The game features a variety of modes. You have your bog standard race from point A to B, along with some other modes that will have you competing with your friends to see who can jump the highest, or set a new high speed whilst getting snapped by a speed camera. These modes are short and sweet, which works perfectly. They serve to avoid creating any repetitiveness that  would arise if the game only offered straight up racing.


That being said, if it’s racing you’re after, you won’t be disappointed. Any fan of the series will know Need for Speed isn’t about ultra-realistic racing, and things are no different here. Cars handle well, and a good balance is struck between making the car handle in a believable manner and maintaining the arcade feel of the game.  The sense of speed is conveyed well, and you’ll often feel like you are one mistake away from totalling your car. It’s easy to sense that this game has taken a fair amount of inspiration from the Burnout franchise: but that’s no bad thing. Races will have you flying through the city, passing through checkpoints until you reach the finish line. However, if you miss a checkpoint you must go back and pass through it, so no cutting corners people! It’s a typical format for an open world racer, but if it isn’t broke don’t fix it right?
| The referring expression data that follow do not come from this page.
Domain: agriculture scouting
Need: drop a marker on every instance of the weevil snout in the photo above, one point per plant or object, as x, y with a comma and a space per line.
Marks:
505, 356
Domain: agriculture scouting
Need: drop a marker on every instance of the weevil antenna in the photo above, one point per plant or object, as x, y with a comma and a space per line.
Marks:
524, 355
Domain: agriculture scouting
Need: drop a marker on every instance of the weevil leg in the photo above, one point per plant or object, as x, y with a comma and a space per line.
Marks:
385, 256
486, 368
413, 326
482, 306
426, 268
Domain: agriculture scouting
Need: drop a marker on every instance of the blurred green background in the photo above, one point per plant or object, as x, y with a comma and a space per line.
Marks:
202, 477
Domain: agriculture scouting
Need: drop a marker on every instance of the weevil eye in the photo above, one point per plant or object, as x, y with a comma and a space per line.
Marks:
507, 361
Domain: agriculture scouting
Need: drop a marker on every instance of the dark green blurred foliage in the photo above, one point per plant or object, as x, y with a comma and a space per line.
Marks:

It would be fair to add that the game looks and sounds great. My one quibble would be that while the city looks good, it does feel somewhat lifeless. Sure, other cars will be driving around doing their own thing, but can somebody tell me where the hell all of the pedestrians are? Seriously, it’s just damn right creepy to be driving around a metropolis that seems to be completely devoid of actual human activity.  This isn’t something that’s unique about Need for Speed, it’s something that’s a problem in lot’s of open world racers, and maybe it’s just me being picky, but I’d like to see this addressed.


My time with Need for Speed: Most Wanted was a lot of fun, and after the less than great – that’s me being kind - game that was Need for Speed: The Run I’m pleased to see that the franchise is getting back on track. Keep an eye on this one folks.